Some of these factors include prior breastfeeding experience, maternal and fetal medical
complications, social support, attitudes, education, age, race, and other demographic
factors, as well as maternal-fetal proximity within the immediate postpartum period. To
minimize potential confounders and bias, we aim to enroll only primiparous mothers, as these
mothers are unlikely to have prior breastfeeding experience. Demographic information
collected will be used to perform subset analyses and evaluate the homogeneity of the two
study groups. The standardized assessment tools will be used to characterize maternal
attitudes and support for breastfeeding and will also be used for subset analysis. Some
neonates are unable to be with their mother immediately after birth due to a variety of
issues that may warrant observation in the Neonatal Intensive Care Unit (NICU) or, in some
cases, due to maternal illness. We will also exclude mothers whose infants are not rooming-in
with them continuously for the first 48 hours postpartum, as this may pose a potential
barrier to initiating breastfeeding. To ensure the study is generalizable, we will include
mothers with spontaneous or operative deliveries, as well as cesarean deliveries, which
constitute approximately 16% (nulliparous term singleton vertex cesarean birth rate at our
facility in 2012) of primiparous births at our facility, as long as the other
inclusion/exclusion criteria are met. Additionally, some patients may present for enhanced
follow up (in the case of a complicated delivery or postpartum complication) or acute visits
within the first 8 weeks' postpartum. These visits represent other opportunities outside the
typical postpartum follow up appointment for mothers to seek evaluation for breastfeeding
support or other concerns. We will collect data on the number and type of scheduled and
unscheduled provider encounters that occur within our medical system outside of the scheduled
postpartum follow up appointment. Furthermore, some subjects may fail to follow up at the
assigned interval. Data analysis will be via an intent-to-treat, therefore, subjects assigned
to one arm or the other who either fail to follow up at the assigned interval or follow up
more frequently will still be evaluated and assessed for the primary outcome.
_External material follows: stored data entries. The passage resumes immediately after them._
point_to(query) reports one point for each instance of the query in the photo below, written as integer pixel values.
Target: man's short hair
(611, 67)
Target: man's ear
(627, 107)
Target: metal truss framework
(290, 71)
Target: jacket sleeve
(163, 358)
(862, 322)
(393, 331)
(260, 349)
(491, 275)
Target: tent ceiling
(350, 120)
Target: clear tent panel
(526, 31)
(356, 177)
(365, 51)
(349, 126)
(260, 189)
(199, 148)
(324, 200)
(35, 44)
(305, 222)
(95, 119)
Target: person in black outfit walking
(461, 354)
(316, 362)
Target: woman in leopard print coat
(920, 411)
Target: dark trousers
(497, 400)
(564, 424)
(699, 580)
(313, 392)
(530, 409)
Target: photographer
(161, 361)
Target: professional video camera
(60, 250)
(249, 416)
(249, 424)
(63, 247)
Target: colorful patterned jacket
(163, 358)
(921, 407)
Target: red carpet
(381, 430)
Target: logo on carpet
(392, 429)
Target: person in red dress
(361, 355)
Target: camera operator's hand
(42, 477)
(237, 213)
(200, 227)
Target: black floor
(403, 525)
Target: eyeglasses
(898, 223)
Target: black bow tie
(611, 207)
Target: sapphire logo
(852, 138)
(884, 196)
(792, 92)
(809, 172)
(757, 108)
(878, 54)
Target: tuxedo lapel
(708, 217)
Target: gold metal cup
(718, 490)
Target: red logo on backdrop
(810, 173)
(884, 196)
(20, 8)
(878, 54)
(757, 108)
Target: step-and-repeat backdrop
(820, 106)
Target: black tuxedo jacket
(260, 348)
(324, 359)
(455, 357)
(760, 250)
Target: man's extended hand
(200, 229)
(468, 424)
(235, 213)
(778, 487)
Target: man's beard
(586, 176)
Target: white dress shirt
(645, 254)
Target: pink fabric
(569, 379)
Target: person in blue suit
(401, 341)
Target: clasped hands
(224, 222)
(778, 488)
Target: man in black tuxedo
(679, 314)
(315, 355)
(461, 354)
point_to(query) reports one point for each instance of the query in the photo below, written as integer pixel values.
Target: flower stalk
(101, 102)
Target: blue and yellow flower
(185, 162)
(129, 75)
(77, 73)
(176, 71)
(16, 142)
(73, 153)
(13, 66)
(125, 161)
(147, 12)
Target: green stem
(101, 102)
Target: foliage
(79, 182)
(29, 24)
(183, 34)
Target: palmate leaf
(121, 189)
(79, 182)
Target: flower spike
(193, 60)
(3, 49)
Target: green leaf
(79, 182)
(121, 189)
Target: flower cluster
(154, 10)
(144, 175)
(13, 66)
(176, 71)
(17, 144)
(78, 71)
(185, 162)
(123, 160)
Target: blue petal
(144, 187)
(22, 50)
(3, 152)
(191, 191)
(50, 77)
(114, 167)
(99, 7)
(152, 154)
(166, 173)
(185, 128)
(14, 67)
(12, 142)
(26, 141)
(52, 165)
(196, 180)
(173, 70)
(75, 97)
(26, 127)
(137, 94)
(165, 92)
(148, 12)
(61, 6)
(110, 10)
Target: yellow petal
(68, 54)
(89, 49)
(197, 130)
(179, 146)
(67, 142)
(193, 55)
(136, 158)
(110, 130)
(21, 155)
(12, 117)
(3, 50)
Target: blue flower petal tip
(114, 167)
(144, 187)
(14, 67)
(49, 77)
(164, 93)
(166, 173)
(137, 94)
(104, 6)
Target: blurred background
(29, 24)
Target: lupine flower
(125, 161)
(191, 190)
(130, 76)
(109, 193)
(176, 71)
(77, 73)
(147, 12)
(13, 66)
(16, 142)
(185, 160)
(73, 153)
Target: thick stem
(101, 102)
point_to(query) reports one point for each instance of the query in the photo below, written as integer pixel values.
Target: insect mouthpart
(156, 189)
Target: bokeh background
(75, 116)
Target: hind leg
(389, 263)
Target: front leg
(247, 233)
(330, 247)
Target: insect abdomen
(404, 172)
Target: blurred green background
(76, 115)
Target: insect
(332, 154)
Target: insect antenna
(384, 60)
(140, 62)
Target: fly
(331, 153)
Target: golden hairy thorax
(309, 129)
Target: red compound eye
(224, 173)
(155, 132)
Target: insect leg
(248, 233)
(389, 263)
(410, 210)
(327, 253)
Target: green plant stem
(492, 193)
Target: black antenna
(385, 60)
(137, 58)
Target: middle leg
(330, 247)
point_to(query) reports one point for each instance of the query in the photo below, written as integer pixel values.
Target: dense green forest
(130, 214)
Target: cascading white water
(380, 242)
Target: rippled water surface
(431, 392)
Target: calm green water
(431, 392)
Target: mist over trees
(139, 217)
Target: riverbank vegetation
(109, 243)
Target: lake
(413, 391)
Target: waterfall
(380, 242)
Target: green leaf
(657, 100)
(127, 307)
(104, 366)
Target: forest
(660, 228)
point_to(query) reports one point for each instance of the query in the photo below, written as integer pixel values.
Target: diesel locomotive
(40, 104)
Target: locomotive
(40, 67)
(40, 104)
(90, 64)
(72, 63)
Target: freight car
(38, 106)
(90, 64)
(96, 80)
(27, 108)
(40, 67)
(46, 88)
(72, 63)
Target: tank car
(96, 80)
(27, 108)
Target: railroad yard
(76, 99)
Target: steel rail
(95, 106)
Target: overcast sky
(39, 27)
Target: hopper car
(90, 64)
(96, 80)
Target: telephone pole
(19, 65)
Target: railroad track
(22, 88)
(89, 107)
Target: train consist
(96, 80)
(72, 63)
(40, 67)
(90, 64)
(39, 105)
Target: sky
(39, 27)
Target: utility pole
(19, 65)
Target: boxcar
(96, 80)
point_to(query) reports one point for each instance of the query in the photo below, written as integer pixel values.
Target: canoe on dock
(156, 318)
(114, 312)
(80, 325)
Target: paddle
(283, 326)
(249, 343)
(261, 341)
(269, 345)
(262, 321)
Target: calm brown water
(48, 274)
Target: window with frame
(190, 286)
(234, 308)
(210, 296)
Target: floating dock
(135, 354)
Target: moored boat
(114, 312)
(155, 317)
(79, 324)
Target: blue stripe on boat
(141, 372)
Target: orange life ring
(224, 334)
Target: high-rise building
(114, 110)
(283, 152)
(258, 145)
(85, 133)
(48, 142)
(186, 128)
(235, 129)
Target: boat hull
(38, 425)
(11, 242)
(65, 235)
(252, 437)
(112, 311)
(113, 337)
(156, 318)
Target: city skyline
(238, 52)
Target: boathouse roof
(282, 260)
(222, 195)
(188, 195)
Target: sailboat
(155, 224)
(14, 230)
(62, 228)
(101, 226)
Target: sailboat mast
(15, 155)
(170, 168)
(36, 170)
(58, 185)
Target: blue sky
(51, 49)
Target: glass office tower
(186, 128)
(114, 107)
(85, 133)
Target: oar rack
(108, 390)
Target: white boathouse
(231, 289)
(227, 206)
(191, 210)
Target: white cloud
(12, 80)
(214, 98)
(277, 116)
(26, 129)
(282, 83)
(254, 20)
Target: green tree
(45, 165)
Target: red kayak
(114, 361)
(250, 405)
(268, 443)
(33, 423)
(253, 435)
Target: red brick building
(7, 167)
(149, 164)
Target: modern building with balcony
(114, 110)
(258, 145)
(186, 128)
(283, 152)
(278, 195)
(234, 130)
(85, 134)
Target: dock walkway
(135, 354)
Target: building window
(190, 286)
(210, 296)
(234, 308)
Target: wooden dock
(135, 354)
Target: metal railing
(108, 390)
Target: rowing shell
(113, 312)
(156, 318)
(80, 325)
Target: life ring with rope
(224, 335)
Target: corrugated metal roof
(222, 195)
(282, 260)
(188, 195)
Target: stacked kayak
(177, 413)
1. Describe what will happen on this study that is EXPERIMENTAL: Subjects in the
experimental arm (2-3 week postpartum follow up) will have their postpartum appointment
at an earlier interval that what is current considered the standard of care. All study
participants will complete the BAPT. Demographic data will be obtained for each subject
prior to their discharge. All subjects will also complete a standardized postpartum
questionnaire at their scheduled postpartum visit (either 2-3 weeks or 6-8 weeks
depending on their arm of the study). All subjects will have a 6-month follow up via a
standardized/scripted phone survey.
2. Describe what will happen on this study that is STANDARD of CARE: The control arm of the
trial will be assigned to the traditional 6-8 week postpartum visit. All study subjects
will receive postpartum follow up care.